Sally and Ron have decided to go back to school. Sally is 28 and Ron is 25. based on their relative position, which of them (Sally or Ron) would be farther away from the average age of their gender group? Show all steps and work (Hint: you will need to calculate z-scores as part of this question, which are the number of stadard deviations from the mean)

To determine whether Sally or Ron is farther away from the average age of their gender group, we need to calculate their respective z-scores. Z-scores represent the number of standard deviations an individual’s data point is away from the mean.

First, let’s assume that we have data on the ages of individuals in the gender group that both Sally and Ron belong to. We’ll call this group the “gender group sample.”

To calculate the z-score, we’ll need to know the mean (average) and standard deviation of the age in the gender group sample. Let’s assume the mean age of the gender group sample is 30 years old, and the standard deviation is 5 years.

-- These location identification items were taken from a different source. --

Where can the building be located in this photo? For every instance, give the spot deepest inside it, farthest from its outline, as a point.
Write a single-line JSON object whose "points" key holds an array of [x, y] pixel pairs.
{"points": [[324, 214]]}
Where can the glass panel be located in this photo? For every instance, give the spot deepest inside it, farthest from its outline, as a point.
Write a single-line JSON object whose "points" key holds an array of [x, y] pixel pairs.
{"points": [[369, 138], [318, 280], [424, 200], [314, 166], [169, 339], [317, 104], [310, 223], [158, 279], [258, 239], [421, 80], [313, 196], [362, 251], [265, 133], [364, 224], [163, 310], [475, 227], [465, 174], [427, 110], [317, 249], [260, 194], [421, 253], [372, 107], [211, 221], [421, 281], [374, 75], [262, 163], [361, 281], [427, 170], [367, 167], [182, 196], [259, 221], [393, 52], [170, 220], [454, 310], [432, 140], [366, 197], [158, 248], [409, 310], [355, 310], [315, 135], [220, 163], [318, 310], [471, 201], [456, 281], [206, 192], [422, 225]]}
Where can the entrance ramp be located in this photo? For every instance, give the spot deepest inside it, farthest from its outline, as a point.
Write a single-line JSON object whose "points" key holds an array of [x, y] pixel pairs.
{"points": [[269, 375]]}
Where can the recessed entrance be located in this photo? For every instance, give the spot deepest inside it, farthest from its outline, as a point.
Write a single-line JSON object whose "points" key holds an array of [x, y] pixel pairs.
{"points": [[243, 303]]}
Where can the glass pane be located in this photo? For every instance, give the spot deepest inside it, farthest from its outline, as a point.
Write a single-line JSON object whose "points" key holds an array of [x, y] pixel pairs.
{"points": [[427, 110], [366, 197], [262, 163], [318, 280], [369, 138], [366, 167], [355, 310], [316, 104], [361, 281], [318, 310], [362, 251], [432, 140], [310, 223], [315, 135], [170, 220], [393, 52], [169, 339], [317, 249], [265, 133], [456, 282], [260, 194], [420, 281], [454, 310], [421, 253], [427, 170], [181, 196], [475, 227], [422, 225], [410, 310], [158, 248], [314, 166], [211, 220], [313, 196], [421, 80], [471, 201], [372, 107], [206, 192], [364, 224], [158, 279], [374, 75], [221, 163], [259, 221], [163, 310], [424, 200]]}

1. Calculate the z-score for Sally:

To calculate Sally’s z-score, we’ll use the formula:

Z = (X – μ) / σ

Where:

Z represents the z-score,

X represents Sally’s age,

μ represents the mean age of the gender group sample, and

σ represents the standard deviation of the gender group sample.

Using the given values:

X = 28

μ = 30

σ = 5

Z = (28 – 30) / 5

Z = -2 / 5

Z = -0.4

Therefore, Sally’s z-score is -0.4.

2. Calculate the z-score for Ron:

Using the same formula as above:

X = 25

μ = 30

σ = 5

Z = (25 – 30) / 5

Z = -5 / 5

Z = -1

Therefore, Ron’s z-score is -1.

Now, to determine who is farther away from the average age of their gender group, we need to compare the absolute values of their z-scores.

|Sally’s z-score| = |-0.4| = 0.4

|Ron’s z-score| = |-1| = 1

Since 1 is greater than 0.4, Ron’s z-score indicates he is farther away from the average age of their gender group compared to Sally’s z-score.

In conclusion, based on their relative positions, Ron is farther away from the average age of their gender group than Sally.